THIRTY SECONDS OVER HOLLYWOOD Short Synopsis
It is the eve of World War II.
The British are having a ball at an ENGLISH MANOR HOUSE. The French are enjoying the Paris night life. The Germans are plotting world conquest.
A cartoon illustrates the German conquests.
The German attack throws France into confusion.
PILOT OFFICER WILLIAM WINDSOR scores his first air to air victories during the prelude to the Battle of Britain. On Eagle Day the Germans send out an air armada against England. In a zany air combat the RAF shoots down most of the Luftwaffe airplanes. The surviving German aircraft are badly shot up.
In Morocco on the eve of the U.S. entry into the war RICHARD owns a night club. BRIDGET shows up with her husband, GABRIEL. They need to get to England so GABRIEL can inspire French resistance with radio messages. At the Airport BRIDGET shoots RICHARD dead. This cold blooded act convinces the German General they must be German spies.
American troops have little regard for British frugality and experience. On a bombing mission the Luftwaffe fighters are easy targets for the American B-17 gunners. Some Americans are killed by flack when they talk about their plans after the war.
With the Normandy invasion imminent the Germans have developed radar controlled anti-aircraft system. The RAF attempts to bomb the radar control site but bad luck foils their plan. WILLIAM WINDSOR and his crew are shot down, bail out, and evade capture.

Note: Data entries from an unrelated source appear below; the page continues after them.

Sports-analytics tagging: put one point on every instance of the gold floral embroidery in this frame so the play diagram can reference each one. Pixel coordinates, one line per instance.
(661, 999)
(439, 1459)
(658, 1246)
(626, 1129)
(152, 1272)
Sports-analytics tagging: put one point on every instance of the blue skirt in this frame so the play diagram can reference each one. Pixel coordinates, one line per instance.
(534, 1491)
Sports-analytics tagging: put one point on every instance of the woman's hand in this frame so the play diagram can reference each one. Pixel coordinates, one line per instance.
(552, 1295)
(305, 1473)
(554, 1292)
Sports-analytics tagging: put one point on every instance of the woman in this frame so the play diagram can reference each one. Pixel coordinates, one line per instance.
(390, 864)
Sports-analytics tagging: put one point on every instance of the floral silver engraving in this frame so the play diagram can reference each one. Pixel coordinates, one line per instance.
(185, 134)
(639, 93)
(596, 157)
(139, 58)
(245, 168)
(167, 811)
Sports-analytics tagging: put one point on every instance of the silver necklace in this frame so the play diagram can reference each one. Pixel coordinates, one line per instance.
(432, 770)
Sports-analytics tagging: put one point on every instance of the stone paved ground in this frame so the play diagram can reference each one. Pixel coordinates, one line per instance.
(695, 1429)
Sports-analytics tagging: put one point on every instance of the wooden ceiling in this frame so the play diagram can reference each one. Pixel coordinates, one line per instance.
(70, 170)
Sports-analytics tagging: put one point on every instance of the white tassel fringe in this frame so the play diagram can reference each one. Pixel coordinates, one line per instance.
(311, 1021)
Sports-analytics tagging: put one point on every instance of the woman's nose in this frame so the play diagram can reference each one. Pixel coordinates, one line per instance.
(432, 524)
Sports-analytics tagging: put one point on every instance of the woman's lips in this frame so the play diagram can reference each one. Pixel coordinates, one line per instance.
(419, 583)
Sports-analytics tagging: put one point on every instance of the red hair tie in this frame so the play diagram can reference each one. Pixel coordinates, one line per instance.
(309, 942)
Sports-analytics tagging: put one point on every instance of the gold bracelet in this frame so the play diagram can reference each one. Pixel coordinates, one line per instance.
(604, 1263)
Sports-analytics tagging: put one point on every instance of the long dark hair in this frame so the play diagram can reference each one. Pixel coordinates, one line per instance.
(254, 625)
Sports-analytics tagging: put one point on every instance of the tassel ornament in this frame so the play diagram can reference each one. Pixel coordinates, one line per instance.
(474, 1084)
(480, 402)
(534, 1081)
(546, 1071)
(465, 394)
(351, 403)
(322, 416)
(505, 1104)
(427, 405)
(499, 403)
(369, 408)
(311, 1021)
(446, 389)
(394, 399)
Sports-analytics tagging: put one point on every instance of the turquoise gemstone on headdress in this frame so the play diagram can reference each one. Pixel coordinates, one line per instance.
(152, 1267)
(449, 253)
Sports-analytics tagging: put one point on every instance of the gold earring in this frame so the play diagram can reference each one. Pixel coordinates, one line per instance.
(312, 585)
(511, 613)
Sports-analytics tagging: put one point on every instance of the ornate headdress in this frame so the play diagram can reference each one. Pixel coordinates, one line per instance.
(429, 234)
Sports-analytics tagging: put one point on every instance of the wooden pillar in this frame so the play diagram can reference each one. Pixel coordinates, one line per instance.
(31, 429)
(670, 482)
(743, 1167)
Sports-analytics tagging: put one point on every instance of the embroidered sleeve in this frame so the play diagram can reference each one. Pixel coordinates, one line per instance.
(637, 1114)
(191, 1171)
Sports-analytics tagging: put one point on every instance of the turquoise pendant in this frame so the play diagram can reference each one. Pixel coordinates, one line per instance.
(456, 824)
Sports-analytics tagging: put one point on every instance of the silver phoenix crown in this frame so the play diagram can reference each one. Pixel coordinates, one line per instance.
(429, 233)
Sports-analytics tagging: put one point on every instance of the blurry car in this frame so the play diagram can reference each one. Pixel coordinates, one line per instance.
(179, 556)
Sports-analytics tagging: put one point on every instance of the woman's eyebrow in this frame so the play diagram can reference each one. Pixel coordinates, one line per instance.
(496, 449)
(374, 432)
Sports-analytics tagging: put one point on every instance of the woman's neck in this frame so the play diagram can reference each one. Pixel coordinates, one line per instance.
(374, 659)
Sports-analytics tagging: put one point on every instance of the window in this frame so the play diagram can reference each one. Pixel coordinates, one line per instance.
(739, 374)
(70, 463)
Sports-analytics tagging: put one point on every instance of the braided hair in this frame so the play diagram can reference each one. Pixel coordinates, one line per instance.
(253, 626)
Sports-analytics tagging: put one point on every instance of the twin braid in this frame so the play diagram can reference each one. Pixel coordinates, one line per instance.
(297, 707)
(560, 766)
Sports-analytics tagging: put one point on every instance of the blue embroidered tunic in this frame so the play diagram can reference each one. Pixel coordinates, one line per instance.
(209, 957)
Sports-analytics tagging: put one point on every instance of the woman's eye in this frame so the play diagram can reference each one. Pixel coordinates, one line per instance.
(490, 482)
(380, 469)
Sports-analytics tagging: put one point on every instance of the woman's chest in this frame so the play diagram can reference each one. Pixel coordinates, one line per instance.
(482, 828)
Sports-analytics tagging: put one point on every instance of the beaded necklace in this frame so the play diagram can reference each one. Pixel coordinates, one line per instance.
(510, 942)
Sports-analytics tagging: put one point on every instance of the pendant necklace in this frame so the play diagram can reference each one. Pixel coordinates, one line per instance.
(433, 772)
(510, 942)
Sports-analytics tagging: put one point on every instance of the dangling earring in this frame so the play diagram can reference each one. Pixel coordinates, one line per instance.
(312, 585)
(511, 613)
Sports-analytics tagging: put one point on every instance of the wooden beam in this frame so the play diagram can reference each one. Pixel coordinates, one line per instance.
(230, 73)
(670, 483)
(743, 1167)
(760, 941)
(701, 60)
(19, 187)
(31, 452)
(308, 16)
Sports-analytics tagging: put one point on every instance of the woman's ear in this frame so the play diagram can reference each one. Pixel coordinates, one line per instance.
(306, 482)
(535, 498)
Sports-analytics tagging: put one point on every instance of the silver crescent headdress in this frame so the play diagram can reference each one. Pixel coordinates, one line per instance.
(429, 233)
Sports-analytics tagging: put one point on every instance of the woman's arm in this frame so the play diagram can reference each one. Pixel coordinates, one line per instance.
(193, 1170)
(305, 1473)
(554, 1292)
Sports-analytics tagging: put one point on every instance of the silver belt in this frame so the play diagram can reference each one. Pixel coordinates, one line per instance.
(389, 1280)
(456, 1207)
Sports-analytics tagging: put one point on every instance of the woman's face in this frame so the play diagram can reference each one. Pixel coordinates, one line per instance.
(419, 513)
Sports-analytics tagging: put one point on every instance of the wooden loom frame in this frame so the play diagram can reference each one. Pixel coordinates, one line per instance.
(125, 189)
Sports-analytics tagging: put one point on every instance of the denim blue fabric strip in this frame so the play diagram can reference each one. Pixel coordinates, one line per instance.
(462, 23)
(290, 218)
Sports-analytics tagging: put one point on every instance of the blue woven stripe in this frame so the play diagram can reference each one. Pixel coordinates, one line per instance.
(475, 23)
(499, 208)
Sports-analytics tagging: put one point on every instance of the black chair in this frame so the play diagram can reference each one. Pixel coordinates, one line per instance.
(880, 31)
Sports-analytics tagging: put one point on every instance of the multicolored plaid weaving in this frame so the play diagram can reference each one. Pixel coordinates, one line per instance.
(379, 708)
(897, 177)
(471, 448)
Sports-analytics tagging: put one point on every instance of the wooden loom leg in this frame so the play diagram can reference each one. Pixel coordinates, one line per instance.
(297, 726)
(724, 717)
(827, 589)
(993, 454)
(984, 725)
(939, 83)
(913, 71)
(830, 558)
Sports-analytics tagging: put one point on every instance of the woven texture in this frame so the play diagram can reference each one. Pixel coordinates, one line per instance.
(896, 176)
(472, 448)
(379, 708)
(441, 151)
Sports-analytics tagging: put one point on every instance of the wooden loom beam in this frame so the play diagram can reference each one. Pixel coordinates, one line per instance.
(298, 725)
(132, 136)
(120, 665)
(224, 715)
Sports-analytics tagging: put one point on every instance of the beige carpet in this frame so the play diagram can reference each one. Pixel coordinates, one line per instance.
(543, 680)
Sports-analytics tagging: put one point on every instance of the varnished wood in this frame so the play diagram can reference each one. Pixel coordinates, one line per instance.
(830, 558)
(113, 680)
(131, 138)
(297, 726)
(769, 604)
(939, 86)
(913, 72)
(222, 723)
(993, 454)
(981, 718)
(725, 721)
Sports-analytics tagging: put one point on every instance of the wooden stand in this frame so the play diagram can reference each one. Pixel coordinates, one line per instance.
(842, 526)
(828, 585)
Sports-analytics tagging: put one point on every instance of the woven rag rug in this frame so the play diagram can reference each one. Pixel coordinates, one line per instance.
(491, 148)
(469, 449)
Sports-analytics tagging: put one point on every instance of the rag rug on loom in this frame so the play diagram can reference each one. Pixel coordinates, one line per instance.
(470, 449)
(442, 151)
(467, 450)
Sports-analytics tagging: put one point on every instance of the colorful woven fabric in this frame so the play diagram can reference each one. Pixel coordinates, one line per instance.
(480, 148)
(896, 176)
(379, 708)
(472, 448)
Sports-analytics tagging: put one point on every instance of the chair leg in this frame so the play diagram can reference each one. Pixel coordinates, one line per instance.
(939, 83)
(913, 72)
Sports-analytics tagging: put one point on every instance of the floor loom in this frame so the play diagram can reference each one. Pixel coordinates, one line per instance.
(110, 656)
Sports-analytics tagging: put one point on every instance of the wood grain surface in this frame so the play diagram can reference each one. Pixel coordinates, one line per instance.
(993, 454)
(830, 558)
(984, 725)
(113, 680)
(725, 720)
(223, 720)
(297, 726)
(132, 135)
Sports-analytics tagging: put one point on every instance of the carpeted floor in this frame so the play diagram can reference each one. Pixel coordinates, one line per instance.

The Americans send in a commando team. BRIDGET, their person inside France, links up with them. The team successfully takes out the radar site.
WILLIAM WINDSOR and his crew steal a German bomber and fly to the channel. Over the channel they spot a German seaplane, which is a captured seaplane that is taking the American commando team home. The allied flown German planes shoot each other down. The crews make it to a buoy where they are rescued by the Royal Navy. They are sailing home as the Allies are sailing to Normandy for the D-Day invasion.